Gli scavi negli anni ‘80
Come detto, l’obiettivo finale è quello di tornare a scavare attorno all’edificio di culto. Già, perché della terra si è già mossa alla fine degli anni ‘80. Allora alla direzione dei lavori c’era l’archeologo Alfio Martinelli: lo scopritore di quello che oggi chiamiamo parco archeologico di Tremona. Attorno alla chiesa rossa erano emerse delle mura perimetrali, segno della presenza di un edificio, un castello divenuto, con gli anni, il palazzo del vescovo di Como (e poi, forse, una struttura a vocazione artigianale). La nuova campagna di scavi potrebbe sgomberare il campo dai dubbi. Oltre alle mura, però, archeologi e volontari quasi quarant’anni fa portarono alla luce reperti degni di nota. Furono trovate tre monete del 1395-1402, della ceramica smaltata con decorazioni. Ma non solo. Dal rapporto dell’Associazione archeologia ticinese del 1989 si legge: «Va segnalato anche il ritrovamento di diverse monete romane riferibili ai primi secoli della nostra era che potrebbero indicare una presenza romana sulla collina di San Pietro». Oppure ancora: «Un ritrovamento assai significativo è costituito da oggetti in bronzo molto ben conservati e perfettamente leggibili.
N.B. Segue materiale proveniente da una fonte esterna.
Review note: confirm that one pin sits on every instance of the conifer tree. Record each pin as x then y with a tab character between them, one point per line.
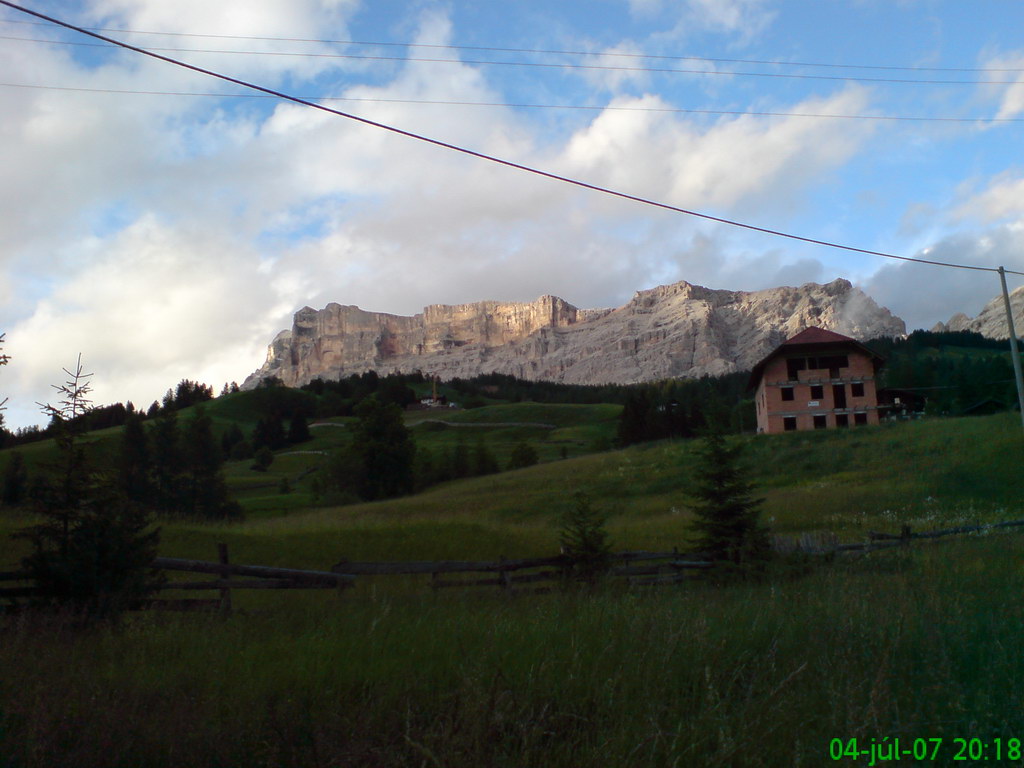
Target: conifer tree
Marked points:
484	462
522	456
205	487
584	541
298	429
14	480
385	450
93	546
134	464
167	461
727	514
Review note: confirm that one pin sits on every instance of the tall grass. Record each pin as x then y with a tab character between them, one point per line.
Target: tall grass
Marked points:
915	644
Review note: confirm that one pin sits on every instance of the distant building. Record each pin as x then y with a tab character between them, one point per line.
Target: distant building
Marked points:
816	380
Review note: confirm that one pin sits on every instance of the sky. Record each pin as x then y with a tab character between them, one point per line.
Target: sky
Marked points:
165	224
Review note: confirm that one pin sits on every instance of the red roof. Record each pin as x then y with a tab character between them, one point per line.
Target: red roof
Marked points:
814	335
807	337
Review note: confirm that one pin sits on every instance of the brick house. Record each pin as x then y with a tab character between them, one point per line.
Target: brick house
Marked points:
816	380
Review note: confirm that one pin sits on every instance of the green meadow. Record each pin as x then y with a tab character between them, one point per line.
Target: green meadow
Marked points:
923	642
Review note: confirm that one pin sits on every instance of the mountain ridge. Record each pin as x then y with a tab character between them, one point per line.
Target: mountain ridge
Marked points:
673	331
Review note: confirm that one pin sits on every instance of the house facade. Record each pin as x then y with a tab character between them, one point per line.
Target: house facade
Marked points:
816	380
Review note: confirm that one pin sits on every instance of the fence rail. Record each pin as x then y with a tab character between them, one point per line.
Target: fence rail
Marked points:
641	567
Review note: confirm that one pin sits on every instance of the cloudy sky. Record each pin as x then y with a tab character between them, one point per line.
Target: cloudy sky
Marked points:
166	225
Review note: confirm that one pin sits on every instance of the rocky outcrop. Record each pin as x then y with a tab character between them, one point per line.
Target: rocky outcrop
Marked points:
674	331
991	322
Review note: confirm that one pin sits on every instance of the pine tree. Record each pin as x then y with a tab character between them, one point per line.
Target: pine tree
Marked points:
92	548
385	449
522	456
15	480
134	465
584	540
168	462
483	461
205	487
298	429
460	460
727	514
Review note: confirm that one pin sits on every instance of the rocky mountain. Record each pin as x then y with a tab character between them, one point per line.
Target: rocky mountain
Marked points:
991	322
680	330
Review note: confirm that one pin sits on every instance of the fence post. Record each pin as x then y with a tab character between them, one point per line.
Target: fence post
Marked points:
225	574
503	573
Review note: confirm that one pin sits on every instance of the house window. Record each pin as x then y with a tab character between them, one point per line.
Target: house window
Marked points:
794	366
839	395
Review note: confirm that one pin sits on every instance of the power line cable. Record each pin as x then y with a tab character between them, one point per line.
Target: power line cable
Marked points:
540	65
494	159
592	108
547	51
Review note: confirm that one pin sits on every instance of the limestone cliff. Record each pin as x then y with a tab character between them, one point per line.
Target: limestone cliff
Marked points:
680	330
991	322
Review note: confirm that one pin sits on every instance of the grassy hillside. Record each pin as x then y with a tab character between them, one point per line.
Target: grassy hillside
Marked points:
927	474
910	644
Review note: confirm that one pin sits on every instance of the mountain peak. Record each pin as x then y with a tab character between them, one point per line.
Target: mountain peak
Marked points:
679	330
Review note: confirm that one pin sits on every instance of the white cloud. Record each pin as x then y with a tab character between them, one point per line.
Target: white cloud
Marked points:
744	16
226	19
1011	95
169	238
155	305
1003	199
736	160
924	295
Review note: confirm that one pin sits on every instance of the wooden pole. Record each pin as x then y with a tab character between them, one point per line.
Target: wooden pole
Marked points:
225	574
1014	348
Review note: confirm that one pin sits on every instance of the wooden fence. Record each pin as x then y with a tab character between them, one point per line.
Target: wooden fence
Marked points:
827	544
510	574
259	577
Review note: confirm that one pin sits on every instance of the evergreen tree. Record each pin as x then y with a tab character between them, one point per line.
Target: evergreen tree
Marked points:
92	548
134	466
298	430
425	469
262	460
522	456
633	422
483	462
584	540
168	462
15	480
385	449
232	435
205	488
269	432
243	450
460	460
727	514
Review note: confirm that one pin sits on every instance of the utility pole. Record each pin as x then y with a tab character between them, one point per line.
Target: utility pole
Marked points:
1014	349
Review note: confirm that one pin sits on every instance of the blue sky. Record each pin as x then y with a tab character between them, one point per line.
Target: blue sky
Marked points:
166	237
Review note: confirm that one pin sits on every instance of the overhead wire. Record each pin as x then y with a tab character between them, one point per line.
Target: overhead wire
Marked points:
497	160
592	108
547	51
542	65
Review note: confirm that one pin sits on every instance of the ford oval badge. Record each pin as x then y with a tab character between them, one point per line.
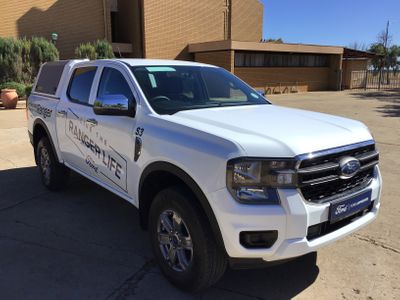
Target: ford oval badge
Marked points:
349	166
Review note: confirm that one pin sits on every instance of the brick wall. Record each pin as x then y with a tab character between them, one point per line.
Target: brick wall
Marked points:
74	21
275	80
169	26
348	67
224	59
246	20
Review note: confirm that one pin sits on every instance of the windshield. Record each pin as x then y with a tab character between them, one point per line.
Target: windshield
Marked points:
170	89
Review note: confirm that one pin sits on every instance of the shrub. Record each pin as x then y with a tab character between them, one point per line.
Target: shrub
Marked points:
86	50
19	87
42	51
20	59
28	90
10	60
103	49
100	49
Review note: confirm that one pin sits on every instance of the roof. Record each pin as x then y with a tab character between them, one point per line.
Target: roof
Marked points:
260	46
159	62
358	54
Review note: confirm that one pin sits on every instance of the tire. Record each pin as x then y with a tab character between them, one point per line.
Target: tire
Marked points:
194	268
53	174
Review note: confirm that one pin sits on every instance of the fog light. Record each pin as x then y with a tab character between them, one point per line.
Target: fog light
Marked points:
258	239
Come nel caso dei bicchieri con piede a disco con anello di base a sezione tubolare». Insomma, materiale proveniente dall’Alto Medioevo. Che si possa tornare a scavare è d’interesse anche per il Comune. Anzi, un segnale è partito proprio dall’amministrazione cittadina. «Siamo ancora allo stato embrionale» premette la sindaca Alessia Ponti. Però qualcosa si è già mosso: «Indicazioni in tal senso ci sono giunte dal gruppo di lavoro del PAC, il Piano d’azione centripeta, e dal Consiglio comunale è giunta un’interpellanza che ha chiesto all’Esecutivo di approfondire il tema relativo ai resti storici». Un invito che non rimarrà inascoltato. «Stiamo cercando di comprenderne la fattibilità. Da parte del Municipio posso però dire che c’è la volontà di dare supporto a quest’attività».
Prima il consolidamento
Se per gli scavi archeologici veri e propri v’è ancora un po’ di strada da fare, diverso è il discorso per le antiche mura perimetrali che oggi riaffiorano dal terreno. «Di concerto con gli uffici cantonali e dopo aver effettuato le perizie del caso, i lavori di consolidamento dovrebbero cominciare entro la fine dell’anno» ci conferma il direttore del Parco delle Gole della Breggia Andrea Stella.